L' Aurore de la Cardamine Anthocaris cardamines (Linnaeus, 1758) devance l'hirondelle pour annoncer le printemps, mais il le célèbre avec tant de fougue, tant d'activité brouillonne que j'avais renoncé à le photographier jusqu'à ce que, à la bonne aubaine d'une promenade de fin de journée, je surprenne mon bonhomme posé sur une fleur, méditatif, comme endormi ou frappé enfin par un coup de blues après ce déchaînement ostentatoire de ce qui n'était, au fond, qu'une recherche de partenaire. Et serait-il le premier qui, après avoir multiplié les rendez-vous et les petites annonces, soigné son style, épuisé ses forfaits téléphoniques, avalé les couleuvres, pris et repris des râteaux, avoir offert des bonbons à Mademoiselle Germaine, avoir cueilli du lilas pour Madeleine, avoir offert une bicyclette à Marinette, avoir rêvé des Argentines félineset des Espagnoles qui passent toutes à la casserole, serait-il le premier, hein, à chanter le Knotte-le-Zoute tango avant de rentre chez lui, le coeur en déroute, et les genitalia sous le bras?
J'ai longtemps penser qu' Aurore de la Cardamine était une aristocrate, fine cousine -par exemple-de Charles-Marie de la Condamine qui inventa la quinine ( en 1745) en rêvant de découvrir les Amazones au sein nu. Mais ces papillons, ces piérides qui me narguent en agitant leurs ailes vanille-orange sont tous des mâles, et leurs compagnes, la Sylphide de leurs rêves sont d' anémiques émules de Lasthènie de Ferjol frappées de chlorose et protégeant leurs ailes pâles sous l'auvent de quelques feuillages jamais assez épais : en un mot, les femelles d'anthocaris ont le verso de leur ailes aussi blanc que les autres piérides qui se contentent de se nommer piéride du chou ou du navet. Elles s'en plaignent assez, mais d'une voix éteinte,d'être confondues avec ces marchandes de légumes.
Ce cliché est pris avec mon Canon et son objectif macro 100mm:
Voici maintenant le cliché obtenu avec mon APN Coolpix P6000 sur mode Macro:
Et voici un cliché ou Monsieur laisse entrevoir sa célèbre couleur Aurore (je rappelle que l'aurore est une couleur orangée) de son verso à travers son recto...
Même si cette couleur est un symbole lié à l'énergie solaire et au feu purificateur, c'est surtout un signal de danger très efficace, et c'est sans-doute afin de détourner les oiseaux des dangers de leur consommation -danger bien réel de leur point de vue- que les mâles, qui s'exposent à tous les risques avec abnégation et audace affichent cette orpiment sur leur casaque.
Les femelles d'Aurores déposent les oeufs sur les plants de crucifères : la cardamine bien-sûr, mais aussi l' alliaire officinale et la moutarde sauvage sinapis arviensis, toute plante qui permette à la larve d'accumuler des huiles de moutarde.
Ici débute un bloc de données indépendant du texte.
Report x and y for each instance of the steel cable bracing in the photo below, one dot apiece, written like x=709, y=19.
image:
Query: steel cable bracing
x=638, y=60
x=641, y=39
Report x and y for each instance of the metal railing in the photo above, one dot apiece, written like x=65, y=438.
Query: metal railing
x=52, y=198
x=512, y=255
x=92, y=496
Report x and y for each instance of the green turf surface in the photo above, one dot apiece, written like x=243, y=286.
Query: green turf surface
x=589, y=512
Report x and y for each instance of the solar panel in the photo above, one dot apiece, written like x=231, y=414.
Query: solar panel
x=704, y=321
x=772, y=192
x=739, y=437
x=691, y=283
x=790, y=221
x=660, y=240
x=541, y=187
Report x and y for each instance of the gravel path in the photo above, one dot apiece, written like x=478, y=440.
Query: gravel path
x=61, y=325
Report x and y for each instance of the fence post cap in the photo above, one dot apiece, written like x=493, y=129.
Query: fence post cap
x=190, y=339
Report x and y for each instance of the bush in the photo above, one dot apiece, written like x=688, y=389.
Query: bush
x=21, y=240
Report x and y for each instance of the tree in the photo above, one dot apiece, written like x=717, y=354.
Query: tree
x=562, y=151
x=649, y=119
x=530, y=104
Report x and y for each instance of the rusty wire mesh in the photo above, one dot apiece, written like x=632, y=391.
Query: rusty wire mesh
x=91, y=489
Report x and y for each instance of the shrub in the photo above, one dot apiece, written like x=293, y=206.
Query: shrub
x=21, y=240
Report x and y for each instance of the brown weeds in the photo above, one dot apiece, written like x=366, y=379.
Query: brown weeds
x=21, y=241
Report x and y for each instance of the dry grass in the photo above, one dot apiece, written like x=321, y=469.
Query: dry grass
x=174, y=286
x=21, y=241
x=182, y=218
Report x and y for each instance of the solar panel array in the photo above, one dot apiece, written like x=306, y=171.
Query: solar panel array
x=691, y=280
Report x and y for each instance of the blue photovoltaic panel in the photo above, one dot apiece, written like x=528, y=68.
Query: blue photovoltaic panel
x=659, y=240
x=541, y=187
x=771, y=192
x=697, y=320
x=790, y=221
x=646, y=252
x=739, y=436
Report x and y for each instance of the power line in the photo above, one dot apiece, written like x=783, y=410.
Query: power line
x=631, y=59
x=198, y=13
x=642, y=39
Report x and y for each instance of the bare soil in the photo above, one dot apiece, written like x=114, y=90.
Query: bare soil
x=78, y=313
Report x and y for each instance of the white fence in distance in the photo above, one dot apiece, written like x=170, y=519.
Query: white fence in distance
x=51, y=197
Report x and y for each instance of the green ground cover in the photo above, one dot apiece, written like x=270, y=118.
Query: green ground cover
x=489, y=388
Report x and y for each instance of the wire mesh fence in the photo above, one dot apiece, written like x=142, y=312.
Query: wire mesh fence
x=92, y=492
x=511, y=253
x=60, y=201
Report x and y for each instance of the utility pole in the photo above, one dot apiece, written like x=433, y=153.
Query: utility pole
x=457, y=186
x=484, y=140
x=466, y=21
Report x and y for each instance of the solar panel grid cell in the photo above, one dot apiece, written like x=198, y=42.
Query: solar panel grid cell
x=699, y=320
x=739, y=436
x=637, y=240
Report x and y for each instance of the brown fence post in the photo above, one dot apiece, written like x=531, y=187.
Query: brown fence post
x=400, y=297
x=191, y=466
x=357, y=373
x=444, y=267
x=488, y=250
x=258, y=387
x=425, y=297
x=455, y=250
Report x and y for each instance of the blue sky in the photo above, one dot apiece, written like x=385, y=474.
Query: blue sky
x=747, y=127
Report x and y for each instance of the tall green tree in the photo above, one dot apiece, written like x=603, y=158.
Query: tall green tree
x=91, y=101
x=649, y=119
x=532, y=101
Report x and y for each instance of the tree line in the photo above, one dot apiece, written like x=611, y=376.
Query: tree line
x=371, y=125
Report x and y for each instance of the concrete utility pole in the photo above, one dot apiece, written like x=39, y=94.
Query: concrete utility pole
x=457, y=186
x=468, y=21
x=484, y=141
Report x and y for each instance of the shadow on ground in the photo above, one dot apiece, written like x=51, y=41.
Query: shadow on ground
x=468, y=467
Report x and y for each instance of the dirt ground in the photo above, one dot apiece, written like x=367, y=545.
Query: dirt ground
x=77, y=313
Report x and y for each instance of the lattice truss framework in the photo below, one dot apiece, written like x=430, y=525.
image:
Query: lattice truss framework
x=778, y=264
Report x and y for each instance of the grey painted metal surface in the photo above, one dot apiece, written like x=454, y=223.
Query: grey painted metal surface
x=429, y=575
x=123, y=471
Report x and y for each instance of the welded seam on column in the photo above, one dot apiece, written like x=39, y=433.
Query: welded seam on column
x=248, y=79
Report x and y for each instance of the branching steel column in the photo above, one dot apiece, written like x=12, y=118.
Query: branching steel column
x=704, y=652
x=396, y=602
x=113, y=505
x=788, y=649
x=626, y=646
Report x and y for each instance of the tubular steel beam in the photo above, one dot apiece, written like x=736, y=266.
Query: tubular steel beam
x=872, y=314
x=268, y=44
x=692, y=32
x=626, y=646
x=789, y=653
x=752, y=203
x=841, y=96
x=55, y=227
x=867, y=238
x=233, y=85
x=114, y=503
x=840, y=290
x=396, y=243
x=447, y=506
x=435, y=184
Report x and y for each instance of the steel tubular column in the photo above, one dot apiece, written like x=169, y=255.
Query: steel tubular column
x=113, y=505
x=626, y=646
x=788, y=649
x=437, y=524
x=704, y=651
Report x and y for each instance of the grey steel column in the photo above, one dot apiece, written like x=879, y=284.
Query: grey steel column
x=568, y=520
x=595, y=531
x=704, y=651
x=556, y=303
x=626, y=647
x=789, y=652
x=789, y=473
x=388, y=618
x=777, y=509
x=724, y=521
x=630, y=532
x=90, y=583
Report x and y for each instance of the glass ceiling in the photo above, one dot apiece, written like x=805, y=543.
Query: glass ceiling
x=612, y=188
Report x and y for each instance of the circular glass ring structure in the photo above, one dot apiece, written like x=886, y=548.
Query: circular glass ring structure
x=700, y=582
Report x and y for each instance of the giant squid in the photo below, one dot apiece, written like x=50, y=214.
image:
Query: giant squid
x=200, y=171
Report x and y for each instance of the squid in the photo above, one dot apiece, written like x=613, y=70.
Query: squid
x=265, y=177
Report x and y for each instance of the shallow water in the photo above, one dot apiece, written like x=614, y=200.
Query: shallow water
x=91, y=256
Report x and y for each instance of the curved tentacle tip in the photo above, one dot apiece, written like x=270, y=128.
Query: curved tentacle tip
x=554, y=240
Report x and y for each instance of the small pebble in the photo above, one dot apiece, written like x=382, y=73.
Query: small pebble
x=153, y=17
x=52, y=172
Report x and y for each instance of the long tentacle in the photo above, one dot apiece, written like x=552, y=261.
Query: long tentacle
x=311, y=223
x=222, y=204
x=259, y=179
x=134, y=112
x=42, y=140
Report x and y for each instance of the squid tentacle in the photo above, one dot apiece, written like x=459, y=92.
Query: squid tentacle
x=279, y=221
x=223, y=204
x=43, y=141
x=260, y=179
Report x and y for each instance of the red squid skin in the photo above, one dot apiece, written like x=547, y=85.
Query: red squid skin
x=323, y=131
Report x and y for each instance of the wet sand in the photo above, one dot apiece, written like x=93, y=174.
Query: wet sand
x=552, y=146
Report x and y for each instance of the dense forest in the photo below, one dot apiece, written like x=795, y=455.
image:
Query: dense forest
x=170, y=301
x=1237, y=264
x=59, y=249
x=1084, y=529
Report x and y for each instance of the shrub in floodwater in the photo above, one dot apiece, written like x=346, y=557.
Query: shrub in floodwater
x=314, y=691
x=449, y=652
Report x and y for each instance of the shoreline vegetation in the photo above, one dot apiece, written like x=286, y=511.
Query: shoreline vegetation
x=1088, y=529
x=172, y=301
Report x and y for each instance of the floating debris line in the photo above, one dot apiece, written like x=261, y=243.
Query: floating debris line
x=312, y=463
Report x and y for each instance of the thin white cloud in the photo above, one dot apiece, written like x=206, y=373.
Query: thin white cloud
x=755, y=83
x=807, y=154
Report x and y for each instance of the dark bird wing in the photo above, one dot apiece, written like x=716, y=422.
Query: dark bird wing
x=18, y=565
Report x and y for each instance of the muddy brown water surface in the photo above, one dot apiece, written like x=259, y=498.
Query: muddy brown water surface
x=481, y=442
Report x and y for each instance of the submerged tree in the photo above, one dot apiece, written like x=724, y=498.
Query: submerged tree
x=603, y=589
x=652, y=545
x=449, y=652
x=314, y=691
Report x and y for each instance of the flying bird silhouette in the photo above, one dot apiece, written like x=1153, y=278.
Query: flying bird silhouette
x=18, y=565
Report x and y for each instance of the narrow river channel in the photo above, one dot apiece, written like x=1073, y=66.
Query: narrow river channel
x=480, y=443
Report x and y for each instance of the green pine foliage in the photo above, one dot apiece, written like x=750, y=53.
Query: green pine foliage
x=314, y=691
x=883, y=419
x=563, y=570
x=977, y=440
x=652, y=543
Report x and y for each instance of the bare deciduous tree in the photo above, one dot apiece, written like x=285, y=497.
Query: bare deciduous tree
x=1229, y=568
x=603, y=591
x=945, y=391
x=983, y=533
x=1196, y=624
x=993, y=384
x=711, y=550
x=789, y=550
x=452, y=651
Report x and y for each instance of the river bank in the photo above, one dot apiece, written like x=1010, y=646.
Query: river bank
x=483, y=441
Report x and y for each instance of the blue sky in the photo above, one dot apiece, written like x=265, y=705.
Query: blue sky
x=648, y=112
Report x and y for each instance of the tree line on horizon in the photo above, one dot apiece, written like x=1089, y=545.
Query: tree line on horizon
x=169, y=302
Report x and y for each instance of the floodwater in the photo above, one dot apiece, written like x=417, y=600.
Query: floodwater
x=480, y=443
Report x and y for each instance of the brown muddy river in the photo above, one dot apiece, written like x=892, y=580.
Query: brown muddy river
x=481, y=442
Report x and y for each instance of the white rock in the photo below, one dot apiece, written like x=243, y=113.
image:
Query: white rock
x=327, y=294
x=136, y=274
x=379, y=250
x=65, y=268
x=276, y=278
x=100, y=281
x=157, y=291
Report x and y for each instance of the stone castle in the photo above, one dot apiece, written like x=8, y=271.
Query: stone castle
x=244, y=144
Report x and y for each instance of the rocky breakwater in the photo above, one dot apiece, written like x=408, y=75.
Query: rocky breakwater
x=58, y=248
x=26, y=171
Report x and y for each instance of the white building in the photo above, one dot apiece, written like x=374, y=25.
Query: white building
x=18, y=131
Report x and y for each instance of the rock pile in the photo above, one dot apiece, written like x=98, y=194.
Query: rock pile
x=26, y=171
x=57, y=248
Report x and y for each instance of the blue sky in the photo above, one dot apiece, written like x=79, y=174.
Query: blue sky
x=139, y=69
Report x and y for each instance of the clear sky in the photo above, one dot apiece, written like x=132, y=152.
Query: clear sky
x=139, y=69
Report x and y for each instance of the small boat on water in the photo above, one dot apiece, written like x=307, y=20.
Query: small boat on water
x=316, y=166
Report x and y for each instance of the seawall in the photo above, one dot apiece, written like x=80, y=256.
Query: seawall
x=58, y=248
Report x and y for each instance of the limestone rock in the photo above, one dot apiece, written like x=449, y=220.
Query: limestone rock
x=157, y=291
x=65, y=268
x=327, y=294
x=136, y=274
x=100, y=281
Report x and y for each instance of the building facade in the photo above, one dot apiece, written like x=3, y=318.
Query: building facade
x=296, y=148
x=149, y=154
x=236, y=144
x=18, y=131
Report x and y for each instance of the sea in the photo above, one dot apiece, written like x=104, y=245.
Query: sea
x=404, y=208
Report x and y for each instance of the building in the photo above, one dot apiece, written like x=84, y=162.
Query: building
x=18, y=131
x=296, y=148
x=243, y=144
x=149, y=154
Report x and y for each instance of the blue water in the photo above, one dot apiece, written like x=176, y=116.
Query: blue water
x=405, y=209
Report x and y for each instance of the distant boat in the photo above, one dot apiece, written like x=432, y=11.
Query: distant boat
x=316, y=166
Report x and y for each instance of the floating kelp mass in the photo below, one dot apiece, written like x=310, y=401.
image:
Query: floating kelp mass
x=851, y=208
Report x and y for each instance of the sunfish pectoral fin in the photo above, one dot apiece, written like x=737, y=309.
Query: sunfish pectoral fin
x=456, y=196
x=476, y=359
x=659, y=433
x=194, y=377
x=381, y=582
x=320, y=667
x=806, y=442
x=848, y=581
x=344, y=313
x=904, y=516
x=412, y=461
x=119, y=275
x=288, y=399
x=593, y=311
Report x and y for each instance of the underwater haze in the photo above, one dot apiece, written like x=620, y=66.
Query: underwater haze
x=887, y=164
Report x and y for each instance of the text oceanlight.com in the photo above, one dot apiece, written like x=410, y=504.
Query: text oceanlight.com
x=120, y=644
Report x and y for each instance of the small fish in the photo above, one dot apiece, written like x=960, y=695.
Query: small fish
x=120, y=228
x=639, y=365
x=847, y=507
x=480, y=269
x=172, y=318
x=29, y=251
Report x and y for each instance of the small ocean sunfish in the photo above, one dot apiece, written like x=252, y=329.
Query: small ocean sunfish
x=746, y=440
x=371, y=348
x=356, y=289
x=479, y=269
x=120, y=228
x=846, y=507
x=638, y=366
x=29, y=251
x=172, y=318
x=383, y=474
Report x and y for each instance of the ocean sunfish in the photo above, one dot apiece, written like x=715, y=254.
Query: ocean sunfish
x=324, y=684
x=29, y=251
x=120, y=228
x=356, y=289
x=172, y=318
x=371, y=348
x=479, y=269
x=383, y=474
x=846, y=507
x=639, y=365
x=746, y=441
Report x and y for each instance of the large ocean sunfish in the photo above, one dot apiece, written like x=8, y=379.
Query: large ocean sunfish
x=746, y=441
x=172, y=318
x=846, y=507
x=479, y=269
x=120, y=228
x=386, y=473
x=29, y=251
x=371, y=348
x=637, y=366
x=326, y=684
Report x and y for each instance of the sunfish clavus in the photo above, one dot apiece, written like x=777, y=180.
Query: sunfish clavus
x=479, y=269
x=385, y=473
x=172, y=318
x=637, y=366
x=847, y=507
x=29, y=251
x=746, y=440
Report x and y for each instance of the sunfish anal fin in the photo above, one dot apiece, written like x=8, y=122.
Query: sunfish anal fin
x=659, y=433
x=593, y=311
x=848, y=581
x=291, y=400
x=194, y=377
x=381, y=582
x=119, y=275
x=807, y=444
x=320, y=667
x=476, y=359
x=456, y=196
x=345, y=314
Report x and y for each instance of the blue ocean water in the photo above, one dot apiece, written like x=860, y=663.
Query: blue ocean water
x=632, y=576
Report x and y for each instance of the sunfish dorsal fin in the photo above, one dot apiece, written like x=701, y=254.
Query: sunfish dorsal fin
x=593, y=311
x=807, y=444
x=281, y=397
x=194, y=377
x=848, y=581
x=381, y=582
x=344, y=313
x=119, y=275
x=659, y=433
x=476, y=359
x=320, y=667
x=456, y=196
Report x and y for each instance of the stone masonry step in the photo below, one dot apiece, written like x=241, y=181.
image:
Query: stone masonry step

L'affaire est d'ailleurs compliquée, car les glucosinates de ces plantes sont justement leur propre moyen de se protéger des insectes qui, en les croquant, déclenchent la fabrication d'isocyanates toxiques (exactement comme lorsque nous épluchons des oignons, cassant les cellules et réunissant un précurseur, le 1-propenyl-L-cystéine-sulfoxyl avec un facteur spécial qui provoque la formation de propanethial-S-oxyde qui nous fait pleurer). Comment les chenilles résistent-elles aux isocyanates? Font-ils comme la Piéride de la rave, qui détourne l'hydrolyse des glucosinates de la voie des thiocyanates vers celle des nitryl moins toxiques? Stockent-ils, comme le puceron du chou, les composés toxiques dans quelque hémolymphe ?
Si le papillon dispose d'une face destinée à servir d'épouvantail, sa face postèrieure veinée de vert comme une feuille lui sert au contraire de camouflage. D'ailleurs, cette couleur verte est une illusion créé par une association subtile d'écailles jaunes et d'autres noires, et par le miroitement de la lumière. Ceci explique que mes photographies, au lieu de reproduire fidèlement cette illusion, me donnent à voir ces réseaux noirs et jaunes plus disgracieux, mais peut-être plus proche de la 'réalité".